Haushaltssperre für Schwerin geplant

Der Haushalt für die Jahre 2019 und 2020 ist gestern vom Innenministerium genehmigt worden. Gleichzeitig wurden der Stadt Sparauflagen erteilt. Die Stadtverwaltung hat deshalb eine Haushaltssperre angekündigt. Wichtige Investitionen wird es in den kommenden Jahren allerdings doch geben können.

Nachdem die Stadt in allen Jahren seit 2015 die mit dem Ministerium für Inneres und Europa vereinbarten Konsolidierungsziele eingehalten hat, wurde gestern auch der Doppelhaushalt 2019/2020 durch die Kommunalaufsicht genehmigt. „Damit können wir die umfangreichen Investitionsvorhaben in Schulen, Kitas, Turnhallen und Straßen in Angriff nehmen“, begrüßte Oberbürgermeister Rico Badenschier die Entscheidung.
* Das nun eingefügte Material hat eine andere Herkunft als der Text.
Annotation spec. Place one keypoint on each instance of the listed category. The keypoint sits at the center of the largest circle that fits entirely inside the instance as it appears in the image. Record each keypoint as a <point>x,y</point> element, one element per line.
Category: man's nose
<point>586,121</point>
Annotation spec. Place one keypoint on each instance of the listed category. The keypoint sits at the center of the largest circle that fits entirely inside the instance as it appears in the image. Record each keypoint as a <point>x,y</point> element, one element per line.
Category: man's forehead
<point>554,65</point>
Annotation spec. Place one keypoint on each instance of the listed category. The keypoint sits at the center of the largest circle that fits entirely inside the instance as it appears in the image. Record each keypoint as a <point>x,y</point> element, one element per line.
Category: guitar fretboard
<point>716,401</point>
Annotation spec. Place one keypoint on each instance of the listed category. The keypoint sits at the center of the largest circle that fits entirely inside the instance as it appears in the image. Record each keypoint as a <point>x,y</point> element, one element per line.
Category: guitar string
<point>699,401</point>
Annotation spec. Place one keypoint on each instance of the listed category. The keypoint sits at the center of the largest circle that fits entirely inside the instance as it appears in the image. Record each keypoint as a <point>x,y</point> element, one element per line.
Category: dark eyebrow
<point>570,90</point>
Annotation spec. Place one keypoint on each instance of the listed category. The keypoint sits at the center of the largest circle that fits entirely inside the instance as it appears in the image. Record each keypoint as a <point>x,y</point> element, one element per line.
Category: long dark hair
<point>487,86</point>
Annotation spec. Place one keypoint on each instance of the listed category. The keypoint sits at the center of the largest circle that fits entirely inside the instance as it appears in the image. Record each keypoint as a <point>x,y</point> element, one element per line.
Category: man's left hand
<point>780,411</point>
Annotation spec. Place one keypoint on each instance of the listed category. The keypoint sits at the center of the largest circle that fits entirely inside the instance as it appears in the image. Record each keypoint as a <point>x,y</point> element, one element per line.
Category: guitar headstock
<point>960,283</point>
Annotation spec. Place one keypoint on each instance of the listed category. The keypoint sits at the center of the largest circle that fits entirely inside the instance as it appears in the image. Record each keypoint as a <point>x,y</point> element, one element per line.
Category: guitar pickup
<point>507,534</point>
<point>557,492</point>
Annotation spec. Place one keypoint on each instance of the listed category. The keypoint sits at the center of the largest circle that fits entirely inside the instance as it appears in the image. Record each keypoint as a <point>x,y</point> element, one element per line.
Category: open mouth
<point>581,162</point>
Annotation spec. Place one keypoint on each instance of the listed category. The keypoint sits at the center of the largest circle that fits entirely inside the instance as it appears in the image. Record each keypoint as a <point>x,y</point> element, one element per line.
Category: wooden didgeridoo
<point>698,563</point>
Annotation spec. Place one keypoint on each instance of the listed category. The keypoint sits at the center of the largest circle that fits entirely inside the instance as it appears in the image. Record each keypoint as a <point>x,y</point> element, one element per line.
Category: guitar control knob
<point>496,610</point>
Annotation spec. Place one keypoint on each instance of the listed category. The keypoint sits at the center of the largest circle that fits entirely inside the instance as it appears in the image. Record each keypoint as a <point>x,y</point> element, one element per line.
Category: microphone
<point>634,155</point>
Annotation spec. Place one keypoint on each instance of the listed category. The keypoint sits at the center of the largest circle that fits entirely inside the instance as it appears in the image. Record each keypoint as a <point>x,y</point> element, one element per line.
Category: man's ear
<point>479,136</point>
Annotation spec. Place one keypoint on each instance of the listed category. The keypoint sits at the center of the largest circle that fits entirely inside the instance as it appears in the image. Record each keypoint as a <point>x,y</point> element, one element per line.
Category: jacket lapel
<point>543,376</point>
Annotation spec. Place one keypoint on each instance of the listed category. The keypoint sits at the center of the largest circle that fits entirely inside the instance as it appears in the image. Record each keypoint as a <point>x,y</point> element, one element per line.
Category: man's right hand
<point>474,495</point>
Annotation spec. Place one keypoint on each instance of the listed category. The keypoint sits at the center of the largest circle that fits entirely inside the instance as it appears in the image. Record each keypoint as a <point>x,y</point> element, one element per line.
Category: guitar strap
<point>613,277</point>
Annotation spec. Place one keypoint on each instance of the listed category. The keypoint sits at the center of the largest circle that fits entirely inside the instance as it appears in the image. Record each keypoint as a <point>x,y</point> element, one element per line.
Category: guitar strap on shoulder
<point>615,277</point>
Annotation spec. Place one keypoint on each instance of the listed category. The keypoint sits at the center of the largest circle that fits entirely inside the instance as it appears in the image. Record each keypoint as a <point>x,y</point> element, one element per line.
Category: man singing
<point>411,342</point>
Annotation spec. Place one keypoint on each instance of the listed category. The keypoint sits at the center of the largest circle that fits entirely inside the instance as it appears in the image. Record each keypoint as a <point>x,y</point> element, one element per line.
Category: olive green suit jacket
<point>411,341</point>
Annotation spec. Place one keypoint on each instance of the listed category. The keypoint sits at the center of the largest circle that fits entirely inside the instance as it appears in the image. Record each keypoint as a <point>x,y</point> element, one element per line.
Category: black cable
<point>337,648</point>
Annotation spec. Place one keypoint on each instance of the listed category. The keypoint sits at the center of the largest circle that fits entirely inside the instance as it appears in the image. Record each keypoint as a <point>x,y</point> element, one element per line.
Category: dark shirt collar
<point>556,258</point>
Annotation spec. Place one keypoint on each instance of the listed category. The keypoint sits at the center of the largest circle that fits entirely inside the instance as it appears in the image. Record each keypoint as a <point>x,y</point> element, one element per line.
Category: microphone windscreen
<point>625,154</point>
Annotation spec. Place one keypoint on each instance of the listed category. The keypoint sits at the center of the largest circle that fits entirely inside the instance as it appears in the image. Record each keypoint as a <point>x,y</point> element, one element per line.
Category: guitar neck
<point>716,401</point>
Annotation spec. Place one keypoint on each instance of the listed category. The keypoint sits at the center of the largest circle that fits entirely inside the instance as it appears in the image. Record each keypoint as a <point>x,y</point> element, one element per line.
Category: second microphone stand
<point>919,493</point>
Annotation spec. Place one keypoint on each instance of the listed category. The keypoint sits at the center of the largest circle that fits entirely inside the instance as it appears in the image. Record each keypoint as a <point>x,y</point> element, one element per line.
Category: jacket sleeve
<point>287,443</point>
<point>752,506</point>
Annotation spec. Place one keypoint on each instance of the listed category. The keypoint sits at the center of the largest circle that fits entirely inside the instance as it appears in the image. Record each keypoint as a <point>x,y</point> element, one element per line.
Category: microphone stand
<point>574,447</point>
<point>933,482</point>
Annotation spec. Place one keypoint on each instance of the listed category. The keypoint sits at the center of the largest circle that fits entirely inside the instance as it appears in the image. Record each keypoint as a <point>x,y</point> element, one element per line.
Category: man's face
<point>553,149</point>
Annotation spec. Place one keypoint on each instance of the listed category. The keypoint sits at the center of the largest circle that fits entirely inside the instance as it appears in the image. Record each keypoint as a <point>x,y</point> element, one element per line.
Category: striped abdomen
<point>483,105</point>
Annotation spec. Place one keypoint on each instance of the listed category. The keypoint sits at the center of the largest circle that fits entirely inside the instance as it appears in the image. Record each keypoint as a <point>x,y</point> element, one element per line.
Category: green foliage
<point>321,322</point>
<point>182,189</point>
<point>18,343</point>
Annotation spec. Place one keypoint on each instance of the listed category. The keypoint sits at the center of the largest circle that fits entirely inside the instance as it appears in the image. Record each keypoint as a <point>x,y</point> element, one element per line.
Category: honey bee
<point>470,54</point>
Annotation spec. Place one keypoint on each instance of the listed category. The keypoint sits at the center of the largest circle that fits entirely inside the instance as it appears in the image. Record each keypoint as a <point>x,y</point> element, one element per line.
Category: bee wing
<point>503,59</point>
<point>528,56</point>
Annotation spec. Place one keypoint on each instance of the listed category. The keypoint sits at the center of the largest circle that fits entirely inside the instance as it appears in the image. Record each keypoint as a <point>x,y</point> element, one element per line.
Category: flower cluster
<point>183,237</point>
Mit der Genehmigung sind allerdings zusätzliche Auflagen zur Defizitreduzierung verbunden. In den kommenden zwei Jahren muss die Stadt nach Auflagen der Kommunalaufsicht insgesamt 10 Millionen Euro einsparen. So soll die Stadt 2019 mindestens 4 Millionen Euro und 2020 mindestens 6 Millionen Euro weniger ausgeben als im Haushaltsplan vorgesehen. Mehreinnahmen aus dem Finanzausgleich und die mögliche Entlastung aus dem Theater darf sich die Stadt dabei nicht anrechnen. Erreicht die Landeshauptstadt im Ergebnis die Vorgabe für das Jahr 2019, können zusätzliche Konsolidierungsmittel aus der 2015 geschlossenen Vereinbarung abgerufen werden.

 

Stadtspitze möchte Sperre schon Ende April beschließen lassen

 

„Wir werden zügig die haushaltswirtschaftliche Sperre vorbereiten, um die geforderte Defizitreduzierung zu untersetzen. Erfreulich ist, dass wir damit ab sofort das Haushaltsjahr 2019 und das gesamte Haushaltsjahr 2020 ohne die sogenannte vorläufige Haushaltsführung wirtschaften können“, kündigte Oberbürgermeister Badenschier an. Die Stadtspitze wird dem Hauptausschuss der Stadtvertretung die Haushaltsentscheidung in der heutigen Sitzung erläutern und ein Verfahren zum Erlass der Haushaltssperre vorschlagen. In der nächsten Sitzung des Hauptausschusses am 30. April kann die Haushaltssperre dann bereits final entschieden werden.

 

Genehmigung der Investitionskredite ermöglicht große Investitionen

 

Mit der Genehmigung von 45,6 Mio. Euro Investitionskrediten können wichtige Investitionsvorhaben nun in Angriff genommen werden. Insgesamt plant Schwerin bis 2020 Investitionen in einem Umfang von ca. 140 Mio. Euro, unter anderem umfangreiche Sanierungsmaßnahmen an bestehenden Schulen und Horten, die Fertigstellung des Neubaus der John-Brinckman-Schule mit neuer Sporthalle in der Weststadt sowie den Neubau der Berufsschule Technik. Daneben sind auch Maßnahmen für den Erhalt der Verkehrsinfrastruktur und ein Neubau für die Freiwillige Feuerwehr Mitte geplant.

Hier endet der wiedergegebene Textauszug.